The tall man on the opposite sidewalk continues to waver in the fog, his arms stretched out like some demented conductor over the side of the bridge. His wrists and ankles protrude from his suit like wooden spoons; his hair, now missing the hat that lifted off over the edge an hour ago, could be bits of brown yarn or even twine; and the black suit itself is a faded assortment of pockets and patches. A nine-year-old could have pieced him together on a rainy day with scavenged scraps from around the house. But a nine-year-old would have laid him safely in her bed or on the shelf, not left him cold and teetering on a bridge where his sheer height could topple him suddenly over the side.

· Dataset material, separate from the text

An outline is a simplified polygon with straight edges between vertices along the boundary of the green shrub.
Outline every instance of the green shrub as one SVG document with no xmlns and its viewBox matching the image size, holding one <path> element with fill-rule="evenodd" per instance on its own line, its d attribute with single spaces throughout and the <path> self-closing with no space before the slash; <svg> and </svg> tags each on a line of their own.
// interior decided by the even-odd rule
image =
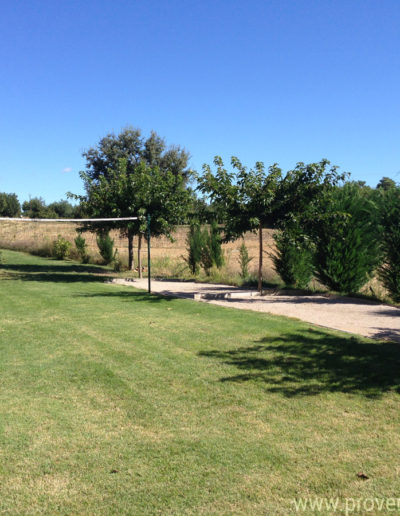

The short man lowers the camera, eyes the remainder of his lunch, and pushes it away. A group of tourists emerge from the fog, chatting; the sound catches him for a moment like a net: "...International Orange..." "...fangs in the dark..." "...gallons, cause you never..." "...no I guess I didn't..." San Francisco sweatshirts and sun visors and tennis shoes barely miss him before crushing the leftover rice. "Ooh!" and "Yuck!" and something about "...people like that..." before kicking the box over the side completely and fading forward into the fog. He snaps a shot of their backs and looks down through the railing. The rice box is caught in a grate that runs the length of the span, the food splattered over a couple of used condoms and a moldy teddy bear a few yards down.

"Hey stop!" A woman's voice screeches by in a VW. The short man snaps his neck back just as the tall man's right leg goes over the rail.

Ring! Shit. The office phone. "Hello? Fissure and Associates. I'm sorry, but we're closed for the evening. Oh. Hi. Yeah, in about half an hour. OK, ice cream's fine. Sure. Cake too. Fine. Yes, fine, really. Ok ok. Yeah, lotta work. Ok now. Bye. No, really. Bye." She drops the receiver and burrows back into the skin.

Where is he? Ah, still there, right leg up over the rail and body weaving like tall buildings do, although you hardly notice unless you're sitting very still. The fog has moved in between them so that the drivers hurdling by don't see either one of the men posted to the bridge like placards. Sun barely shimmers off the whiteness. Pavement swirls like the black water below. The short man untwists his frozen legs and stands up. His eyes see the swoosh of cars past the curb. But the lens sees only the tall man in black. He raises the camera once more to his face and from the safety of that window, makes it across.

The short man pauses before stepping onto the opposite curb. He wants to speak, but can only think of phrases to do with basketball hoops and reaching bowls on the top shelf. The tall man now has both legs over and clings to the rail leaf-like, his pants and coat tails and the loose skin of his jaw quivering, his yellowed fingers easing their grip. "My hat," he moans through a hole in the fog.

"Yes, I saw the hat," volunteers the short man. "It blew off over the side."

"My hat," the tall man wails, ignoring the small brown man with the camera.

"It's probably on the head of some duck now." The short man laughs nervously at his joke.

"My hat!" cries the tall man to a gull gliding suddenly into the fog. And with that, he reaches out his hands, catches the surprised bird to his chest, and takes it down with him through the clouds below. The short man click clicks the shutter, but the cold has made his hands too slow to capture anything in time.

All she takes home that night is a piece of light like gold off the water just before the fog zips itself back up again.